Once again, four from the Rabid slate and one from the Sad. Though I was actually surprised to find that I didn't hate any of these. In fact, I think I actually enjoyed reading every single one (which is in stark contract to last year's pickings in this category). So that's a positive sign, at least.
5. The Builders by Daniel Polansky
In a world of talking animals, the Captain gets the old gang back together to take revenge.
This is to me the most obviously Puppyish of the nominees, with its emphasis on vengeance, violence, and little else. The characters felt more like hastily sketched archetypes than fully formed people, and there were a number of plot points and character decisions that didn't make sense. The style was also quite punny ("the server was a shrewish sort of shrew, as shrews tend to be", "the Captain was singular in his single-mindedness"), which was occasionally grating, and just in general it was fairly well bloated with cliché. Still, it was a fun read in a Furry Tarantino kind of way, and I don't mind having been subjected to it.
4. Slow Bullets by Alastair Reynolds
After the end of a brutal civil war, soldiers from both sides wake up from hibernation sleep on a transport ship, but something is wrong.
It was enjoyable but reminded me too much of its antecedents for me to be overly impressed by it. I did appreciate the hints of unreliable narration, though.
3. Binti by Nnedi Okorafor (novella, 2015, Hugo nom)
A girl from an insular human population (a real one- the Himba) leaves home against her family's wishes to take her place at the most prestigious university in the galaxy.
This won the Nebula and is the only non-Rabid story on the list. As such it is likely to win, but I'm ambivalent about it. I like the MC a lot. I like the meditations on balancing commitment to your roots with openness to the rest of the universe, and how doing so can lead to lonely neither-here-nor-there places. I like the mathematics-as-magic angle, and the tech is fun. Where I run into problems is the plot. I won't go into detail so as to avoid spoilers, but there were a number of holes and gimmicks that I just can't get past. (The author's note at the end says the plot was essentially the invention of her eleven-year-old daughter, so maybe that explains that.)
2. Penric's Demon by Lois McMaster Bujold
Things don't go according to plan when a mild young nobleman from a minor house is possessed by a demon departing a dying sorceress.
Historically I haven't enjoyed Bujold's work. In Hugo voting I've always ranked her stuff last or second-to-last (with Seanan McGuire/Mira Grant the only author who consistently grates on me more among historically frequently nominated authors). I imagine that to her fans her work comes off as something like comfort food, but to me it's humdrum and hackneyed. And a lot of that is on display here, what with the standard-issue medieval fantasy setting, the long and pointless descriptions of setting (it even starts with one), the slow pacing, and the arch tone. But this one managed to win me over, rather against my will, despite all that. The cracks in the walls began with the scene where he names the demon, about 20% of the way in, and by the time I got through the last scene I had to wave my white flag. This hit something with me, and I wouldn't be annoyed if it won.
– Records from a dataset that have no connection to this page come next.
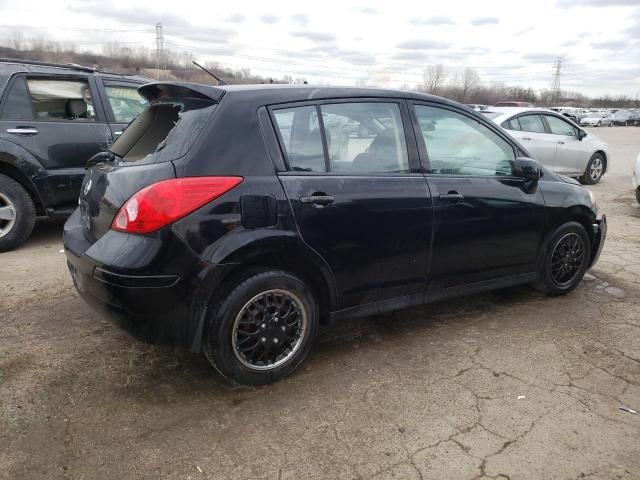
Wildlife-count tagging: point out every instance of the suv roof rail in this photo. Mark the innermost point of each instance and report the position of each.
(72, 66)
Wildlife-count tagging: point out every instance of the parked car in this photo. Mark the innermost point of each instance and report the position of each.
(556, 142)
(226, 220)
(625, 118)
(596, 119)
(53, 118)
(573, 114)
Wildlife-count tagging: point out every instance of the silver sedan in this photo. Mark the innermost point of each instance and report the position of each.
(555, 141)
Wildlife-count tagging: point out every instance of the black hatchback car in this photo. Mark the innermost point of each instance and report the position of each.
(53, 118)
(234, 220)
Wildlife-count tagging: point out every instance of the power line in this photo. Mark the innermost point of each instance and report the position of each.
(555, 81)
(159, 49)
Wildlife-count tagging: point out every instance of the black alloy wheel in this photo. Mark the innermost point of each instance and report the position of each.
(567, 259)
(269, 329)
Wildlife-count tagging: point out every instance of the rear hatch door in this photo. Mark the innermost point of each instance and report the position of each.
(165, 131)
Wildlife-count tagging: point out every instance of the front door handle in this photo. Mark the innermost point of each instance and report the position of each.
(318, 199)
(23, 131)
(452, 196)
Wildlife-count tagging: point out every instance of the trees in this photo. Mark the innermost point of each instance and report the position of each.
(434, 77)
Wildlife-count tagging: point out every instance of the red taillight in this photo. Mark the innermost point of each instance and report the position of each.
(162, 203)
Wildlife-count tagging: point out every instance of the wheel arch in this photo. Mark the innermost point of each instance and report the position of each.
(18, 164)
(277, 250)
(605, 158)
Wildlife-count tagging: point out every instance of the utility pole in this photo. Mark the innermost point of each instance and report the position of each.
(159, 49)
(556, 92)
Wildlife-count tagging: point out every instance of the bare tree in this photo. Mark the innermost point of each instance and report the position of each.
(434, 77)
(466, 84)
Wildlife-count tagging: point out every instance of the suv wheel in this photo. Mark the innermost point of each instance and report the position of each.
(17, 214)
(262, 330)
(564, 259)
(594, 171)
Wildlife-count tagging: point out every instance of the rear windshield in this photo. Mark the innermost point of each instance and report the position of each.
(164, 131)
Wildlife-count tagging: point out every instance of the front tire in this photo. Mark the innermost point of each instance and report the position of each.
(17, 214)
(594, 171)
(262, 330)
(564, 260)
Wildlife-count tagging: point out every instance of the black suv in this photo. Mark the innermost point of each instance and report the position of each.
(234, 220)
(53, 118)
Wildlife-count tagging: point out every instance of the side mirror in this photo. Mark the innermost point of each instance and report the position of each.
(527, 168)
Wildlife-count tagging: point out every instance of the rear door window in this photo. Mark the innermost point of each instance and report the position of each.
(460, 145)
(125, 102)
(164, 131)
(365, 137)
(61, 100)
(17, 102)
(531, 123)
(301, 138)
(559, 126)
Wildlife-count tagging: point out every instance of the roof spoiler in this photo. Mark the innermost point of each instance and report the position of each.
(157, 90)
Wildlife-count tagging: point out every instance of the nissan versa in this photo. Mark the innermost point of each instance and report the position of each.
(235, 220)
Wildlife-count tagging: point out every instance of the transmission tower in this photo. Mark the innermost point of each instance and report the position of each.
(159, 49)
(556, 93)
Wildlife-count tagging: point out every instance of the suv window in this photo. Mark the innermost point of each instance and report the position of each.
(559, 126)
(531, 123)
(365, 137)
(67, 100)
(460, 145)
(126, 103)
(17, 103)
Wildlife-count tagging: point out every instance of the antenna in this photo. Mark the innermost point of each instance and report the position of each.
(159, 49)
(220, 81)
(556, 92)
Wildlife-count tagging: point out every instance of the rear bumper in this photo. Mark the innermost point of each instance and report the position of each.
(599, 234)
(155, 298)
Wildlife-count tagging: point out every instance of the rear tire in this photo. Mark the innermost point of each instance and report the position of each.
(262, 330)
(594, 171)
(17, 214)
(564, 260)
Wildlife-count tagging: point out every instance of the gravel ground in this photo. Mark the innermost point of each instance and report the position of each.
(509, 384)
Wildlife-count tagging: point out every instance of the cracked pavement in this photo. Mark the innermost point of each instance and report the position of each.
(505, 385)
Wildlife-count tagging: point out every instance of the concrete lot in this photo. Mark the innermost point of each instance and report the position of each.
(509, 384)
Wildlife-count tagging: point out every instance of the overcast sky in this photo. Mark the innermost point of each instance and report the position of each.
(385, 43)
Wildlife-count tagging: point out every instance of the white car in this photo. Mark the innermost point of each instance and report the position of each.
(555, 141)
(596, 119)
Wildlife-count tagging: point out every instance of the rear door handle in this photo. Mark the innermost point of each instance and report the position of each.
(319, 200)
(23, 131)
(453, 197)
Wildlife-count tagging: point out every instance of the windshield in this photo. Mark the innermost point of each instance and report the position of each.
(164, 131)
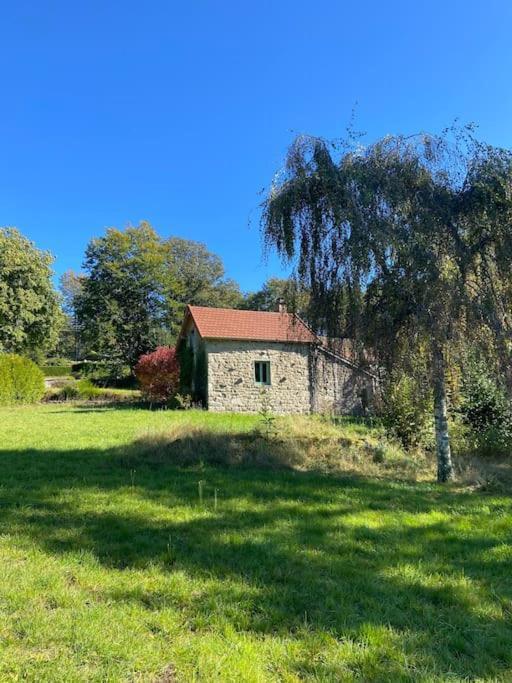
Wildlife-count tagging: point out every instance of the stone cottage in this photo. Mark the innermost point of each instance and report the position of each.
(243, 353)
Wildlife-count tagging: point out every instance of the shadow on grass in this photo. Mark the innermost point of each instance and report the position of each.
(284, 551)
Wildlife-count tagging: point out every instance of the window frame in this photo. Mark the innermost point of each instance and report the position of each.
(259, 366)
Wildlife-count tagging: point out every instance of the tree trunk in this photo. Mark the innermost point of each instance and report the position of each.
(444, 458)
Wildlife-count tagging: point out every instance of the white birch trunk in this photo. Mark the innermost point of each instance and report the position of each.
(444, 458)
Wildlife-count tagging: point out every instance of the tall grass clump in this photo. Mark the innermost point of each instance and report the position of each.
(21, 381)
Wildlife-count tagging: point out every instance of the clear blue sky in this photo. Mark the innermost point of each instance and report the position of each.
(180, 112)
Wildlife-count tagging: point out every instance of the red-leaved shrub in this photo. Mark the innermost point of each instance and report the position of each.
(158, 374)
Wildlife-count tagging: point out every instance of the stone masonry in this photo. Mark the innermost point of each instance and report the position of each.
(303, 379)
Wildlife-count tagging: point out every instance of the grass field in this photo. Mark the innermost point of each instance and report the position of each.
(113, 569)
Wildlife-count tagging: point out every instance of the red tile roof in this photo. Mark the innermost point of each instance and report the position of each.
(227, 323)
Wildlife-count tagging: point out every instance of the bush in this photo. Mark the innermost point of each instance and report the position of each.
(485, 409)
(159, 374)
(50, 362)
(484, 404)
(407, 409)
(56, 370)
(21, 381)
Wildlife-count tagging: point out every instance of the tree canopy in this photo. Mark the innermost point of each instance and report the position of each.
(419, 225)
(135, 288)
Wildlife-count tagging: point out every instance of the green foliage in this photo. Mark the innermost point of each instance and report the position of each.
(30, 314)
(407, 409)
(56, 370)
(485, 408)
(295, 296)
(105, 373)
(136, 287)
(420, 224)
(198, 278)
(21, 381)
(186, 363)
(120, 307)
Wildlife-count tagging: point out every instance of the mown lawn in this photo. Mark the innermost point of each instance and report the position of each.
(112, 570)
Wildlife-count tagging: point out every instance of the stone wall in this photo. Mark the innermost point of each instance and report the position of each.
(231, 383)
(303, 379)
(338, 386)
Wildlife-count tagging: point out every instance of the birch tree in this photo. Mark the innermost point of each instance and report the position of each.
(420, 225)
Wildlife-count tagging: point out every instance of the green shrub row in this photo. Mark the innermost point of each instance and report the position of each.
(21, 381)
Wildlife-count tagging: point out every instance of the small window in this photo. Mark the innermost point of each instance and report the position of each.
(262, 371)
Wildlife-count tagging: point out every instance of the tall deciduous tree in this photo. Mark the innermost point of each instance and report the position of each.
(121, 306)
(198, 278)
(30, 316)
(295, 297)
(420, 225)
(136, 286)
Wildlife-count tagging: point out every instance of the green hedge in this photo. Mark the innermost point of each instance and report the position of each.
(56, 370)
(21, 381)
1. Perfect State by Brandon Sanderson
The god-emperor of Alornia is called upon by powers that even he cannot resist to leave his realm and find another of his kind to reproduce with.
I admit to struggling with privileged male guilt about making my top choice the story about a guy struggling with privileged male guilt, but here we are. Say what you will about Sanderson's political and religious views; he's very good at what he does. (Not to mention that I appreciate his reasonable and empathetic views on the Puppy mess.) This story has a rich setting, a nuanced, flawed, and yet sympathetic main character, and an interesting plot. One might quibble with the presentation of the "feminist" character, but in the context of the whole story I think that deserves a pass. The characters and the setting seem like they could be plumbed to much greater depths. (I actually envision it as an anime series, somehow.) There's an iceberg feeling of so much more going on here, and I like that. I've never quite gotten around to tackling one of his full-length novels, which, magical gold factories though they may be, never quite get him the rocket (which might be why he trots out these little boluses now and again). I might have to remedy that.